Evink lives out aviation dream
Dating back to his high school days, Dave Evink has had a love for flying.By: Tom Larson, Morris Sun Tribune
Dating back to his high school days, Dave Evink has had a love for flying. One particular kind of flying in particular intrigued him.
Anyone who has seen a unique machine cruising through the skies of Stevens County has seen Dave Evink living out his aviation dreams in his gyrocopter.
“The official (Federal Aviation Administration) definition is gyroplane,” said Evink, a 1967 Morris High School graduate who lives in Hancock. “I’ve always been interested in them, even way back in high school. You’d see them in magazines like “Popular Mechanics.”
Evink now flies one and he’s hoping to use it to build up a little business shooting aerial photographs of land, farmsteads and businesses.
“It’s the perfect machine for it,” he said. “It’s just fun getting up in the air, and the visibility is just tremendous. It’s all wide open.”
Back when Evink first discovered them, the gyrocopters were smaller and probably less sophisticated, but that didn’t dissuade his interest. He studied for and earned his license to pilot fixed-wing aircraft in 1976. While that kind of flying was great it wasn’t all he wanted to experience as a pilot.

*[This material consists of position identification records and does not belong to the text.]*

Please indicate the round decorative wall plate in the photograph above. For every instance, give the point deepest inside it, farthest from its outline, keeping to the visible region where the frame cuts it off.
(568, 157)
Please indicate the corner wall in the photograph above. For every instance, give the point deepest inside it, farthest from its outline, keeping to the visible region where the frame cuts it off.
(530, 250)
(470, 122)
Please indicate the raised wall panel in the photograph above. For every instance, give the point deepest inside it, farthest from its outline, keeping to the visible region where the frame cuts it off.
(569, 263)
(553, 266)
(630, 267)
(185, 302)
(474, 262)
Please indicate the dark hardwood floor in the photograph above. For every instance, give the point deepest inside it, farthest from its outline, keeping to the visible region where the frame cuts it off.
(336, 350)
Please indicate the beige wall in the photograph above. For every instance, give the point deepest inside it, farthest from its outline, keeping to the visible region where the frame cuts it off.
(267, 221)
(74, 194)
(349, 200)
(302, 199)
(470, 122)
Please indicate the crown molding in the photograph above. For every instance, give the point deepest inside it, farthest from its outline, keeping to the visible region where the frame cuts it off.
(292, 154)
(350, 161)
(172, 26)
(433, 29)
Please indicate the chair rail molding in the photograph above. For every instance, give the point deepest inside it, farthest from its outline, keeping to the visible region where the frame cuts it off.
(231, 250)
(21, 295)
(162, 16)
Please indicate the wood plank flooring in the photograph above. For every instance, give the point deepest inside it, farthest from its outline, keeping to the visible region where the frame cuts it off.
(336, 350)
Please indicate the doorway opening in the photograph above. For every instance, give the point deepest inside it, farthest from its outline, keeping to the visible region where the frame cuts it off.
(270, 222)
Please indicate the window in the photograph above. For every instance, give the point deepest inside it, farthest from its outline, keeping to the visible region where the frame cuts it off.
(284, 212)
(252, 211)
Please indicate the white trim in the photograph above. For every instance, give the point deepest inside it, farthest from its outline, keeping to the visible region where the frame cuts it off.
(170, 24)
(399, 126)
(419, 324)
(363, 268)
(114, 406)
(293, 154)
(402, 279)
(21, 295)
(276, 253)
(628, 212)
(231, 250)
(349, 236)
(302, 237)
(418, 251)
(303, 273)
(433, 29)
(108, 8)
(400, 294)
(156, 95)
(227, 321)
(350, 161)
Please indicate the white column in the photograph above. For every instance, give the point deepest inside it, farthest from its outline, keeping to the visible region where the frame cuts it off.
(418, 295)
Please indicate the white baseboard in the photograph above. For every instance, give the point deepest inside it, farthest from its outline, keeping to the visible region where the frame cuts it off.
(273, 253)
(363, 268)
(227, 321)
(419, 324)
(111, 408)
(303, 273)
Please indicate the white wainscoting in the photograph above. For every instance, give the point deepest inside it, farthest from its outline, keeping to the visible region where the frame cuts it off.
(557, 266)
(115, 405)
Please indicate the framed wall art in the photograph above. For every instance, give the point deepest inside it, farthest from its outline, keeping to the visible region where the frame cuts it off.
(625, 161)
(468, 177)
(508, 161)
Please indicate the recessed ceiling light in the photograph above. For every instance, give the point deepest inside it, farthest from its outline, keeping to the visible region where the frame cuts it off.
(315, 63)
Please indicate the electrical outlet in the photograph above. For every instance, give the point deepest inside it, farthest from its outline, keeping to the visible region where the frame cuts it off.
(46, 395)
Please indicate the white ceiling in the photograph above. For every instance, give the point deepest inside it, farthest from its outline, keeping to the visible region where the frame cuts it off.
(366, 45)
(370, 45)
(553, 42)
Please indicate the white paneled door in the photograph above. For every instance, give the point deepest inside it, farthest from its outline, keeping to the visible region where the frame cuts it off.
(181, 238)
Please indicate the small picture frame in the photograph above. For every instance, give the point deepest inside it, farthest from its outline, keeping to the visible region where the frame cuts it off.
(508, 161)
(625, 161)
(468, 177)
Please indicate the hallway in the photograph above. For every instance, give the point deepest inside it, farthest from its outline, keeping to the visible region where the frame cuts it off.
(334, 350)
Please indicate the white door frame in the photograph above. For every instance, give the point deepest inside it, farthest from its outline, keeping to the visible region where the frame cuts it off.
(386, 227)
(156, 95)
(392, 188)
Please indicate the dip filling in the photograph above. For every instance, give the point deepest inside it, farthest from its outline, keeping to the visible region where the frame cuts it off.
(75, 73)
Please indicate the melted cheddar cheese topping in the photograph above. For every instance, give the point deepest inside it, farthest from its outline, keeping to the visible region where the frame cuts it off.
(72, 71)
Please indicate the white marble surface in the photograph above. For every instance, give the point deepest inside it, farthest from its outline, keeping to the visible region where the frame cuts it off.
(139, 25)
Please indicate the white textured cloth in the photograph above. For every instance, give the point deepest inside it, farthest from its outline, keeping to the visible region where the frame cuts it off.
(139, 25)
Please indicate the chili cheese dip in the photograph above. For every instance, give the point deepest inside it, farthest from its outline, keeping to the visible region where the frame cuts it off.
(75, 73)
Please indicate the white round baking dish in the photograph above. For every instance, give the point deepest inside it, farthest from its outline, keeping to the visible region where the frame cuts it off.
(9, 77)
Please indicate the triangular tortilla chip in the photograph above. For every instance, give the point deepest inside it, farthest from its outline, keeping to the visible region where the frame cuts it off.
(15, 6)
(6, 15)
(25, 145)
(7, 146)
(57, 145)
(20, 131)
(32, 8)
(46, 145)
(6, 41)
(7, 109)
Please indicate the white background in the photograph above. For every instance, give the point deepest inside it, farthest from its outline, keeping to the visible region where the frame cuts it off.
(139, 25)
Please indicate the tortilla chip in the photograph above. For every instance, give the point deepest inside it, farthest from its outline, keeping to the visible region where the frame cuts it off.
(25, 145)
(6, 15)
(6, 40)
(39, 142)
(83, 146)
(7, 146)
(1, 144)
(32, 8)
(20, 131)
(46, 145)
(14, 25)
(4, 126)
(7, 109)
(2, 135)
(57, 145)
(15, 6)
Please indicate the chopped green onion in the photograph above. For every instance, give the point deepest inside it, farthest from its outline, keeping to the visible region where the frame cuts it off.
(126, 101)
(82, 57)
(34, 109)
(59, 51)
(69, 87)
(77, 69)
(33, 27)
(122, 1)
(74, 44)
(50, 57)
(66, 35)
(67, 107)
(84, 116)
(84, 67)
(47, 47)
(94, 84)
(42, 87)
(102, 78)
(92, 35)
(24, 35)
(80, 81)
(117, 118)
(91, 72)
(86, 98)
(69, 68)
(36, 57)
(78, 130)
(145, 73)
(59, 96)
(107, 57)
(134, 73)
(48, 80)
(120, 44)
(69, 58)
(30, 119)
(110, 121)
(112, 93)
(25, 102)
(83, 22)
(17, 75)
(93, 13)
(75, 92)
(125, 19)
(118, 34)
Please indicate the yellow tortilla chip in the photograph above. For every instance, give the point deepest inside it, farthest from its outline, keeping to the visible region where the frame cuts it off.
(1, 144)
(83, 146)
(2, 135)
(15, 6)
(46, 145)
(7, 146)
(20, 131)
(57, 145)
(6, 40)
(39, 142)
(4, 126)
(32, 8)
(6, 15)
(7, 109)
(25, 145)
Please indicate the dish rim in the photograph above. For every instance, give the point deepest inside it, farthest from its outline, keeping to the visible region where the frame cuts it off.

“I kind of kept thinking about it,” Evink said with a smile.
It was at an air show in Oshkosh, Wis., about seven years ago that Evink not only got to see a gyrocopter up close, he got to take a ride in one.
“Boy, that was fun,” Evink said. “They’re really nice machines. Then, I found out a guy by Sauk Centre had one. I stopped in.”
In fact, the guy was selling one he had built. The machine has a 30-foot rotor powered by a 130-horsepower Subaru engine. Two people can ride in it, and it can reach speeds of about 60 to 70 miles per hour and heights up to 10,000 feet, although Evink said optimal flying is between 500 and 1,000 feet.
Evink spent about a week talking with the owner, who always stored the well-made gyrocopter in a hangar. He then went to his wife, Melinda, to get her thoughts.
“She pretty much said, ‘At your age, if you’re going to do it you’d better do it.’ ” Evink said with a laugh. “I never thought it would really happen, but I thought this man is close by and he gave me a fair price.”
And then Evink heeded the advice he now gives other people thinking about piloting a gyrocopter: “Get instruction,” he said, noting that he got together with a pilot in Arkansas to learn the fine points of flying the machine. “You have to unlearn things. It’s a different type of flying.”
The photographic aspects of Evink’s hobby were already established. He took aerial photos from fixed-wing aircraft for a couple of years after he earned his pilots license. In 2008, he started his photo business using a 10-megapixel single-lens reflex camera. The gyrocopter can’t hover but can be slowed to speeds that allow Evink to shoot photographs by hand.
“I do enjoy taking photographs,” he said. “It’s a good reason to go up.”
As if, after all these years, Evink needs a reason.